Geçen hafta, doksanlı yılların başlarından bu yana tanıdığım bir girişimcimizle Samsun'a birlikte dönüş yaptık. Uzun zamandır baş başa sohbet edemediğimizden zamanın nasıl geçtiğini anlayamadım. Ben sustum genelde o anlattı. Nerelerde yatırım yapıyor, satış ağını nasıl genişletiyor, mavi okyanuslarını nasıl oluşturuyor vs vs.

Yazımda ondan bahsederken girişimci kelimesini bilerek kullandım zira işadamı kelimesi onu tanımlamaya yetmiyor. Zira onu tanıdığım yıllarda da yenilikçi, ezber bozucu yaklaşımları olan, enerjisini işine ve ekibine pozitif olarak yansıtmasını bilen, yaşadığı ve yaşamak istediği dünyayı iyi tanıyabilen, yaptığı işi severek yapan azimli bir kişiydi.
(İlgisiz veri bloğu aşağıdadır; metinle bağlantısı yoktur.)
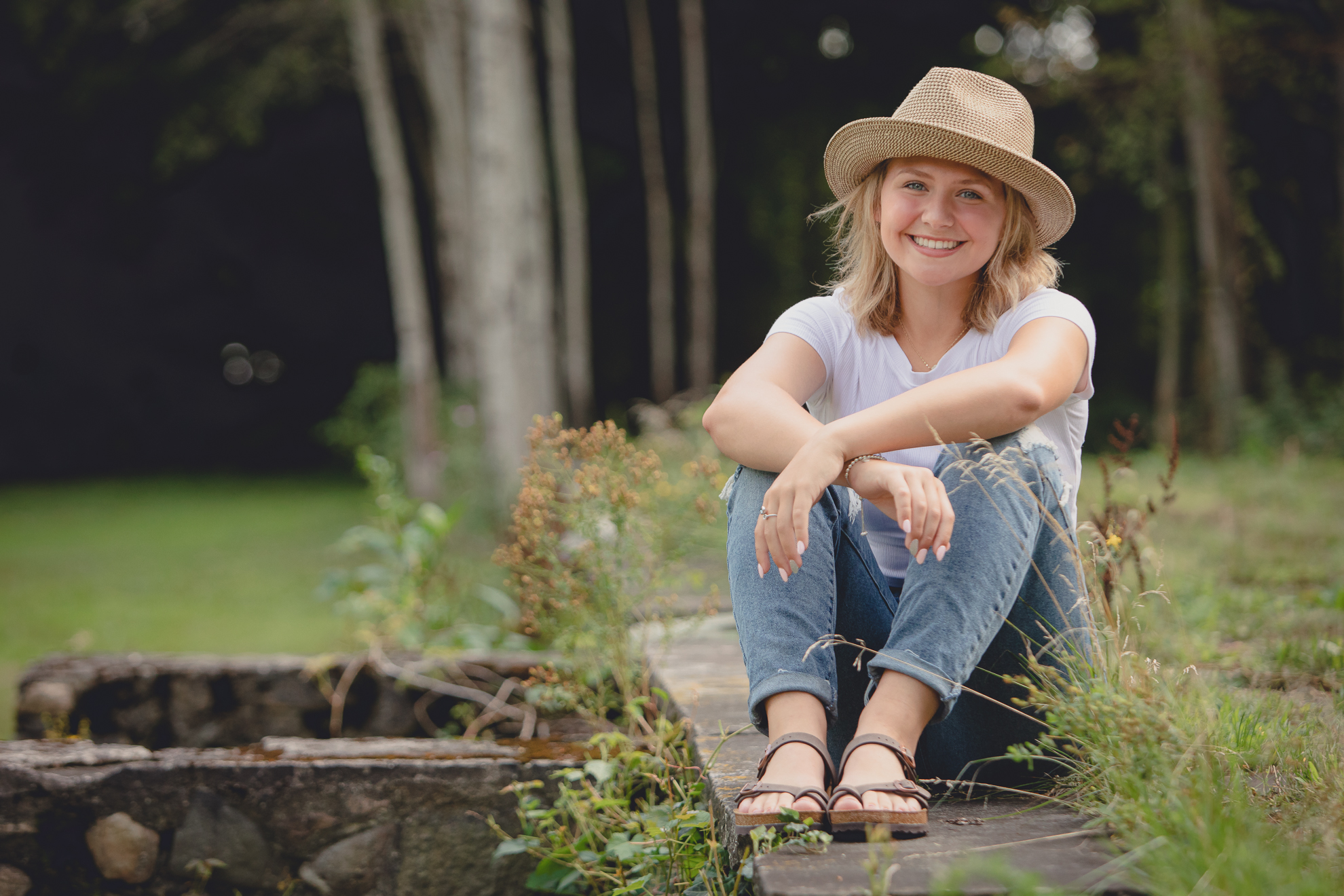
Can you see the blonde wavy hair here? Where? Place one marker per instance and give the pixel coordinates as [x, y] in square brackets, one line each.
[869, 277]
Böyle olunca başarının gelmesinden doğal bir sonuç olmamıştı.

Satıştan üretime geçerken, ihracata yönelirken, farklı sektörlere girerken iyi analiz yapması , planlamaya önem vermesi ve finansmanı iyi yönetmesi , çalışırken profesyonelleri tercih etmesi onu rakiplerine göre avantajlı konuma getirmişti.

Bir de ihracatta kendi mavi okyanusunu oluşturabilmiş olma konusu var ki iyi irdelenmesi gereken bir operasyon. İlk etapta Türk Cumhuriyetlerinde başlayan arayışlar ve detay çalışmalar sonucunda oluşturulan nüve ülkeden, Afrika kıtasında oluşturulan mavi okyanusa kadar başarılı bir dış ticaret operasyonu.

Günümüzde iş dünyasının çözmek zorunda olduğu denklemlerin başında rekabet, yüksek yatırım düşük kar marjı ve verimlilik gelmekte. İşte bu perspektifte konuya baktığımızda Mavi Okyanusların önemi kendiliğinden ortaya çıkmakta. Mavi Okyanuslarda rekabet kızıl okyanuslara göre daha düşük yoğunlukta seyretmekte. Daha düşük teknoloji içeren yatırımlarla daha yüksek kar marjlı satışlar mümkün olabilmekte.

Gelişmiş ülkelere yönelik süren rekabet ortamında eşitlik durumunda olabilmemiz için Mavi Okyanuslarımızda olgunlaştıktan/güçlendikten sonra kızıl okyanuslara geçmemiz gerekiyor.